Con il 60% della popolazione mondiale – e il 97% di coloro che hanno meno di 30 anni – che utilizza gli smartphone, la tecnologia è diventata inavvertitamente un’estensione del nostro processo intellettuale.

Tuttavia, ogni cosa ha un prezzo. L’esternalizzazione cognitiva, che consiste nell’affidarsi a sistemi esterni per raccogliere o elaborare le informazioni, può aumentare infatti il rischio di declino cognitivo.

L’uso abituale del Gps, ad esempio, è stato collegato a una significativa diminuzione della memoria spaziale: riduce la capacità di navigare in modo indipendente. Con l’affermarsi di applicazioni di intelligenza artificiale come ChatGpt, alcuni studi attuali hanno riscontrato una compromissione delle capacità di pensiero critico, nonché dipendenza, perdita di capacità decisionale e pigrizia.

Gli esperti enfatizzano la coltivazione delle competenze umane innate che la tecnologia non può replicare.

Trascurata l’intelligenza reale

Riferendosi ai suoi nipoti e alla loro eccessiva dipendenza dalla tecnologia, Elmasry ha spiegato che non sono affatto «stupidi».

Il problema è che non usano la loro vera intelligenza.

Loro – e il resto della loro generazione – si sono abituati a usare le app e i dispositivi digitali, affidandosi inconsciamente ai motori di ricerca su internet come Google, anziché riflettere su qualcosa.

E così come i muscoli fisici si atrofizzano senza l’uso, anche le nostre capacità cognitive si indeboliscono quando lasciamo che la tecnologia pensi per noi.

Un caso emblematico è quello che oggi viene definito «effetto Google», o amnesia digitale, come dimostra uno studio del 2011 della Columbia University.

La generazione attuale si è abituata a utilizzare app e dispositivi digitali. (hughhan/unsplash)
La generazione attuale si è abituata a utilizzare app e dispositivi digitali (Michael M. Santiago/Getty Images)

Betsy Sparrow e colleghi della Columbia hanno scoperto che le persone tendono a dimenticare facilmente le informazioni facilmente disponibili su internet.

I loro risultati mostrano che le persone sono più propense a ricordare cose che pensano non siano disponibili online.

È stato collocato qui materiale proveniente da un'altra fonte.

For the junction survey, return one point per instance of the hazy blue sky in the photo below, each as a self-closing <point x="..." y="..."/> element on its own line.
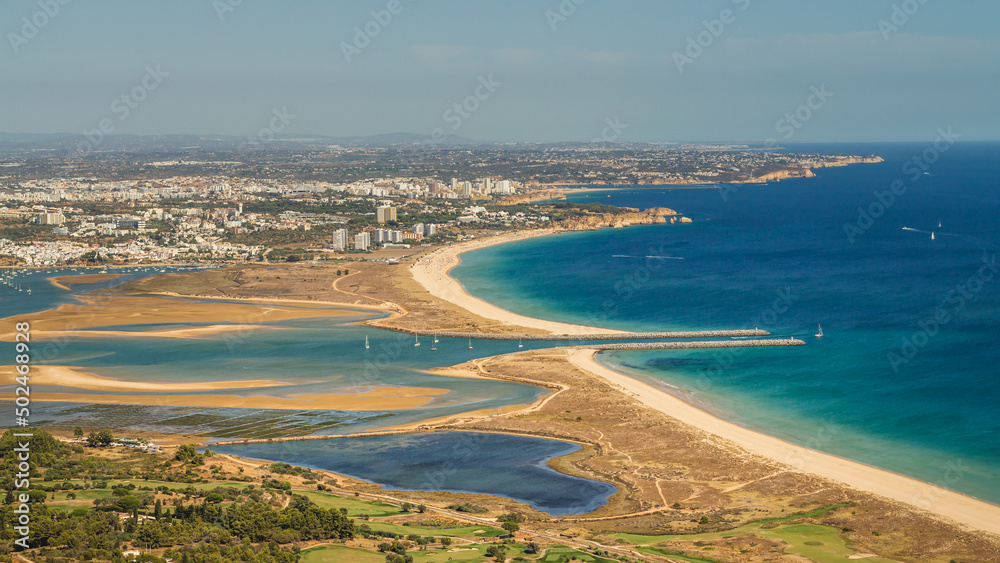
<point x="606" y="60"/>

Inoltre, sono più brave a ricordare dove trovare le informazioni su internet che a ricordare le informazioni stesse.

Uno studio del 2021 ha testato ulteriormente gli effetti dell’uso di Google e ha scoperto che i partecipanti che si affidavano a motori di ricerca come Google hanno ottenuto risultati peggiori nelle valutazioni di apprendimento e nel richiamo della memoria rispetto a coloro che non effettuavano ricerche online.

Lo studio mostra anche che i Googlatori hanno spesso una maggiore fiducia nel fatto di aver «padroneggiato» il materiale di studio, il che indica una sopravvalutazione dell’apprendimento e l’ignoranza del loro deficit di apprendimento. La loro eccessiva sicurezza potrebbe essere il risultato di un pregiudizio di «illusione di conoscenza»: l’accesso alle informazioni attraverso i motori di ricerca crea un falso senso di competenza personale e diminuisce lo sforzo di apprendimento delle persone.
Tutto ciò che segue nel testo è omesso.